In effetti il nocciolo del problema è proprio questo: il Cristo nel sepolcro sembra non poter risorgere, e questo ovviamente scardinerebbe le fondamenta stesse della fede cristiana. Analizziamo i vari punti critici.

Il formato innanzitutto: siamo di fronte ad un quadro lungo e stretto, 2 metri di lunghezza per 30 centimetri di altezza. In pratica il loculo dove è deposto Gesù è opprimente e il corpo sembra quasi che vi sia stato incastrato. Il realismo della rappresentazione è molto crudo, ma questo rientra nello standard dei pittori tedeschi, basti pensare a certe crocifissioni in cui il corpo di Gesù è letteralmente martoriato – tradizione ripresa poi da Mel Gibson nel film “La Passione di Cristo”.

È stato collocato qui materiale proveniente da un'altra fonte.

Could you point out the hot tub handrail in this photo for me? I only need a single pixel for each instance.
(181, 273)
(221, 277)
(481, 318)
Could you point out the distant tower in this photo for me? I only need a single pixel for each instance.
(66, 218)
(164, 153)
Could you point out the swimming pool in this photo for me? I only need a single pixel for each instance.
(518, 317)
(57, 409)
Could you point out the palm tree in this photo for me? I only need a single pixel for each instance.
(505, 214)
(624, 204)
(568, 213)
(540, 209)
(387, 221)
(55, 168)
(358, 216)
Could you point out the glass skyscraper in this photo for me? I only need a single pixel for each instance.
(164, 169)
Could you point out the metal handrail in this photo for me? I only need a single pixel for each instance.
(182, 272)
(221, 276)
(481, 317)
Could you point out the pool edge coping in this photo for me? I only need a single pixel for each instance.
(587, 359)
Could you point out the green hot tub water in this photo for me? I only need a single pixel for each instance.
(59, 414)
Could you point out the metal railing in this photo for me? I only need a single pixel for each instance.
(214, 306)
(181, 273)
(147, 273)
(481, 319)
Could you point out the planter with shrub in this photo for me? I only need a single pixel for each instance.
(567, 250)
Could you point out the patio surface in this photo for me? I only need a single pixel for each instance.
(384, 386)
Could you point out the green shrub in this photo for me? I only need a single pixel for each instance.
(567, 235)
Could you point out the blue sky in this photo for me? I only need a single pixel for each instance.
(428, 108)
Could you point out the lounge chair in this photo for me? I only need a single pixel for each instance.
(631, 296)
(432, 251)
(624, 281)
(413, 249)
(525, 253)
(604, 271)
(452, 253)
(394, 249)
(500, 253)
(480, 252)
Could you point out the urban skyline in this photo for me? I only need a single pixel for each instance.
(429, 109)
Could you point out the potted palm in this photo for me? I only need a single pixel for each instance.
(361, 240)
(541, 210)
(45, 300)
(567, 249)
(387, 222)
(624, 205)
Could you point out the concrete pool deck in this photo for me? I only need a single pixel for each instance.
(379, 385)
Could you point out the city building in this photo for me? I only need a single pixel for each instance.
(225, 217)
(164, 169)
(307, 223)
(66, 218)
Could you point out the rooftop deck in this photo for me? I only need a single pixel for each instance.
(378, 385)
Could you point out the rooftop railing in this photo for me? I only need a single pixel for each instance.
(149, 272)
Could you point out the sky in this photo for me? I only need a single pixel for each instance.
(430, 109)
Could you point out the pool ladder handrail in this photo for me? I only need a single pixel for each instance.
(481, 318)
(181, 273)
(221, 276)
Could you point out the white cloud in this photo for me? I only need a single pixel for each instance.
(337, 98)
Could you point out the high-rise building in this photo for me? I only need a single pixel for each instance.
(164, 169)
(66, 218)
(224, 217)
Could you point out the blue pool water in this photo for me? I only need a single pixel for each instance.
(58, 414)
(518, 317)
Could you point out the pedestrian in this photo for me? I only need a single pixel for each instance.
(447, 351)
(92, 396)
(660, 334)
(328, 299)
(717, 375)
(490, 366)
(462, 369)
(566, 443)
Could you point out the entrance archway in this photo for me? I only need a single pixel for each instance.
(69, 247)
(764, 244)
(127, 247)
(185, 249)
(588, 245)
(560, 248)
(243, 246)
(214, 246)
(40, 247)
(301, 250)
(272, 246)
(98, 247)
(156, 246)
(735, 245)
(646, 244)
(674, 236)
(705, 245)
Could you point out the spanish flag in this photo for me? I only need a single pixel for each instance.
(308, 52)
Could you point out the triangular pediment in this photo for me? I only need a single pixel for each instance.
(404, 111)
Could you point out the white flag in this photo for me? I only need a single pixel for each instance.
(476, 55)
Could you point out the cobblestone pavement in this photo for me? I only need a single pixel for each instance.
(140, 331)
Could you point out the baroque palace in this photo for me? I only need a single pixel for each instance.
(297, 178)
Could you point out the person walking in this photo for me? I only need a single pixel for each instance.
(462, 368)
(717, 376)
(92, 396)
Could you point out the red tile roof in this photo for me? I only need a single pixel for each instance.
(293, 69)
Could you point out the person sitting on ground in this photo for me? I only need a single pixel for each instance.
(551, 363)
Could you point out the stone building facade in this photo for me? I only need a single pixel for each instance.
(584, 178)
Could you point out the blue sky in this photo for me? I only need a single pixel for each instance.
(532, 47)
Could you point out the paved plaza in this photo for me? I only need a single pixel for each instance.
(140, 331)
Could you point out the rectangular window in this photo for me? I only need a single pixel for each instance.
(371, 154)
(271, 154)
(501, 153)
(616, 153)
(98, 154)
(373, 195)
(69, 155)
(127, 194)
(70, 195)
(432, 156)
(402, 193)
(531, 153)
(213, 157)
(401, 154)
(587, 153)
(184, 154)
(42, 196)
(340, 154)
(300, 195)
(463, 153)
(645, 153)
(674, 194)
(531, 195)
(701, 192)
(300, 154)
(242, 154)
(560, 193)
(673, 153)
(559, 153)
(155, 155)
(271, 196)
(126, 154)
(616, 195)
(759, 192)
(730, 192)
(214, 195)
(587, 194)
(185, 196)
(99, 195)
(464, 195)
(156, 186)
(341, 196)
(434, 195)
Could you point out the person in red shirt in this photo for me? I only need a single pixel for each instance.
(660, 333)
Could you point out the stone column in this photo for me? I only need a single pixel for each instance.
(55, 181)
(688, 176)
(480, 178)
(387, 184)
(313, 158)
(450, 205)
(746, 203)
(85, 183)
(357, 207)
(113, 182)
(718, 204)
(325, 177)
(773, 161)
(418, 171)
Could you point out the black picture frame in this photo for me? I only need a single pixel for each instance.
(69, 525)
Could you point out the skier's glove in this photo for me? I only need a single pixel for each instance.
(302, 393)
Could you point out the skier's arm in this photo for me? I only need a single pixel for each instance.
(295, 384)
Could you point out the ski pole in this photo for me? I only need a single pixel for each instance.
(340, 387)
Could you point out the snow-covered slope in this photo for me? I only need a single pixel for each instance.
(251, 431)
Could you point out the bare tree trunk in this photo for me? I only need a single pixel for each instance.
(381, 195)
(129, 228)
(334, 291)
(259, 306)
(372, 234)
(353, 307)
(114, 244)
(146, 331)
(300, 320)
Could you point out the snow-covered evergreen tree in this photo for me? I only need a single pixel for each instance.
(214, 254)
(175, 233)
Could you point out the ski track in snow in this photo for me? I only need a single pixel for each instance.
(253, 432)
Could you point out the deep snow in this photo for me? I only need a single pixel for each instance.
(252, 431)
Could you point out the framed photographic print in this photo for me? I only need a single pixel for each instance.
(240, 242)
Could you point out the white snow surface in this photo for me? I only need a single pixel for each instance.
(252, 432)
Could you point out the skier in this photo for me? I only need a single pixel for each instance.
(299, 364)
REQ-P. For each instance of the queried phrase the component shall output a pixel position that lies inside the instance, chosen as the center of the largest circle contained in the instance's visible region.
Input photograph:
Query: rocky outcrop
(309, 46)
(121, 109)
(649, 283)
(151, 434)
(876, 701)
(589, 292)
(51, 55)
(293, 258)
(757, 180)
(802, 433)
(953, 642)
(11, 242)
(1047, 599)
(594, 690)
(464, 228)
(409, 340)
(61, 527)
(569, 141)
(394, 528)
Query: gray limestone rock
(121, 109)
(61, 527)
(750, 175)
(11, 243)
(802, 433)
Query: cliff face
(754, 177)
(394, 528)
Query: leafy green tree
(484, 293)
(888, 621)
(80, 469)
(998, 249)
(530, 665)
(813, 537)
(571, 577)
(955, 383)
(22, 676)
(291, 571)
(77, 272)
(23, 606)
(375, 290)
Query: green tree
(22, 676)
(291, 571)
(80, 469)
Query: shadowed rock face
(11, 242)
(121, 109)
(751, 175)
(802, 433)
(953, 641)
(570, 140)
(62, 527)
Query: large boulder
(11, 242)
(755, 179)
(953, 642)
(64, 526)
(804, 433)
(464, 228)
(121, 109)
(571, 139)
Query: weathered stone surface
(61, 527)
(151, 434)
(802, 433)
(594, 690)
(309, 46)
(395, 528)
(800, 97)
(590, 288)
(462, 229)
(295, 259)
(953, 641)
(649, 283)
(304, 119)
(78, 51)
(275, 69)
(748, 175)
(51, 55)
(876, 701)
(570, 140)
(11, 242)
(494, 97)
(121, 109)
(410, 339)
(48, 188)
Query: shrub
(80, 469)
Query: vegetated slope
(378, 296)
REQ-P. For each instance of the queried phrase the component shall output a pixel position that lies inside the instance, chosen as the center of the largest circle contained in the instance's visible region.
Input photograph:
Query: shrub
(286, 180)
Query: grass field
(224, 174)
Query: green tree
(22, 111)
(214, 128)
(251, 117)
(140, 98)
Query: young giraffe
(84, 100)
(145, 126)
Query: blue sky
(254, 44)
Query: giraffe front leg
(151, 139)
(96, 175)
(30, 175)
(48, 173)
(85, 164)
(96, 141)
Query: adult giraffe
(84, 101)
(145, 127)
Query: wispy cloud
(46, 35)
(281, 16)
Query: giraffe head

Qui però c’è anche un altro problema: non sono tanto i segni del martirio ad essere visibili, ma il fatto che siamo di fronte ad un cadavere in una fase iniziale di decomposizione, cosa che ovviamente fa a pugni con la risurrezione di Cristo al terzo giorno dalla morte in croce. Se guardiamo le mani e i piedi hanno un colorito grigio-violaceo, la mano destra è rattrappita e quasi scheletrica, il volto è scavato, la bocca semiaperta, gli occhi infossati e il naso affilato e scurito.

Alla fine il dubbio sulla presenza o l’assenza di Quel corpo nella tomba quella mattina di Pasqua rimane la cerniera intorno a cui si muove ogni nostra esistenza.